Колчанов не сразу ответил. Он неловко замялся, прошелся по палубе, глядя под ноги. Он опять вспомнил слова Хлудкова и Вальгаева, и его будто кто-то оттолкнул от Прониной.

— Чем ты недоволен, Алеша?

О, эта удивительная ее проницательность! Как могла она узнать, что он недоволен? Колчанов посмотрел на нее, сказал раздумчиво:

— Просто настроение плохое.

— А почему?

— С Геннадием Федоровичем нехорошо поговорили, — пробормотал Колчанов, неспособный кривить душой.

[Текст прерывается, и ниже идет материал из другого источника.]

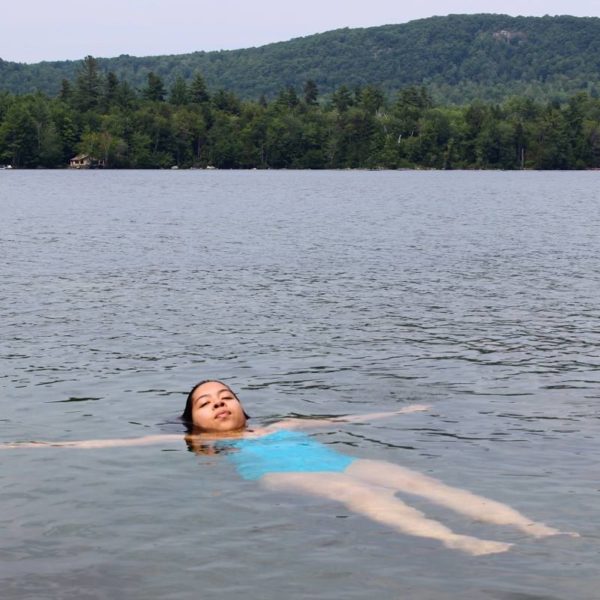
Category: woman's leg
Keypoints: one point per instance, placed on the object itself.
(401, 479)
(379, 504)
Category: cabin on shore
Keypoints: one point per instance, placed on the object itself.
(85, 161)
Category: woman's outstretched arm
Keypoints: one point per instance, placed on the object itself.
(362, 418)
(114, 443)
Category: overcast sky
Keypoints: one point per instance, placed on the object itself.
(36, 30)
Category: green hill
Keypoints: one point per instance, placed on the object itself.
(459, 57)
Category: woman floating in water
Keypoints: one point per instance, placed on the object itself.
(283, 458)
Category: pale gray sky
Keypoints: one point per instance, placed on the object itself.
(35, 30)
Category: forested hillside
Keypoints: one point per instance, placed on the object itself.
(459, 58)
(191, 125)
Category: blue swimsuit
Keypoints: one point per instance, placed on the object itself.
(283, 452)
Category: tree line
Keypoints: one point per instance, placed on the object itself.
(188, 125)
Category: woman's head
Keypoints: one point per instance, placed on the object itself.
(212, 406)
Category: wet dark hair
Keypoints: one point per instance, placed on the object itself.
(186, 415)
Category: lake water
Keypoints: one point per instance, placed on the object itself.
(311, 293)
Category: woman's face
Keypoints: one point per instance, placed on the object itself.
(215, 408)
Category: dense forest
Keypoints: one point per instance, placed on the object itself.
(458, 58)
(190, 125)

— Ох, этот Геннадий Федорович, — вздохнула Пронина. — Он, видно, еще не один раз испортит настроение и тебе и мне…

На палубе появился шкипер, разговор прервался.

Незаметно бежали дни в больших и мелких экспедиционных заботах. С утра одни, запасшись сетками, отправлялись на лодке по своему маршруту, другие в подводном снаряжении уходили под воду, третьи бродили по берегам, залезали в затопленные кочки и подолгу копались среди них или бултыхались в прибрежных зарослях. К вечеру все собирались к костру у палаток, и тогда здесь начинался форменный базар: всюду лежали рыбы, стояли банки с какими-то мокрыми насекомыми, а полуголые их владельцы шумели, спорили, смеялись… Каждый что-то рассказывал, не слушая собеседника.

В такую пору Колчанова буквально засыпали вопросами студенты-дипломанты. Пришлось ввести в практику вечерние обзорные беседы по итогам дневных сборов. Это было для всех самое интересное время. Беседы обычно завязывались после ужина. Потрескивает костер, пляшут языки пламени, отпугивая темноту; вверху, за световым куполом, смутно поблескивают редкие изумрудинки звезд. Время от времени в ночи то цапля простонет, то сонно гукнет выпь, и каждый такой звук далеко катится по глади озера. А из прибрежной травы все время доносятся всплески рыбы. В такие минуты все невидимое, что происходит в ночном мире, воспринимается с какой-то особенной остротой и представляется исполненным глубокого и загадочного смысла.